Kimse Atatürk’ün arkasına saklanıp ahkâm kesmesin, Atatürk de vermiş olduğu kararları değiştirmiştir. Hem de akşamdan sabaha...
Sayın Erdoğan’la aynı davayı güttüklerini iddia eden bir kısım zevat -ki bunların bir kısmı milletvekili, komisyon başkanı ve bakan olmuş kişilerdir- bugün ayrı kulvarda olup güdülen davaya ihanet ediyorlar. Çünkü o davanın içerisinde Ayasofya’nın ibadete açılması ideali de vardı.

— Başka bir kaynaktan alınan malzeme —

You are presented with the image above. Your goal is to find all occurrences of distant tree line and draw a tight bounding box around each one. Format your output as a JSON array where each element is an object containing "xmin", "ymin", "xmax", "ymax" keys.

Bu ideal bugün gerçekleşiyor, bunlarsa “Türkiye’nin ağır sorunlarını örtmek için Ayasofya ibadete açılıyor” diyebilecek kadar küçülebiliyorlar. Oysa milletimizin 86 yıldır özlemle beklediği bu açılışı aklı başında her Müslüman, bir yeniden diriliş olarak görüp değerlendiriyor.
Herkese ve hele kinleri dinlerinin önünde olan malum kişilere tavsiyemiz, içimizde bir Hıristiyan olarak doğup büyümüş Markar Esayan’ın şu yazısını okumalarıdır. Utanacak yüzleri varsa, belki ibret alırlar ve en azından susarlar:
“(...) Ama sanırım bu konu sadece dini bir konu değil. Sanırım bu muhteşem ibadethanenin Osmanlı’nın bir cihan imparatorluğu olduğunu göstermesi bakımından bir anlamı vardı. Müze yapılmasıyla Türkiye’nin bu iddiasından vazgeçtiği, Batı dünyasına boyun eğdiği de anlaşılmaktadır.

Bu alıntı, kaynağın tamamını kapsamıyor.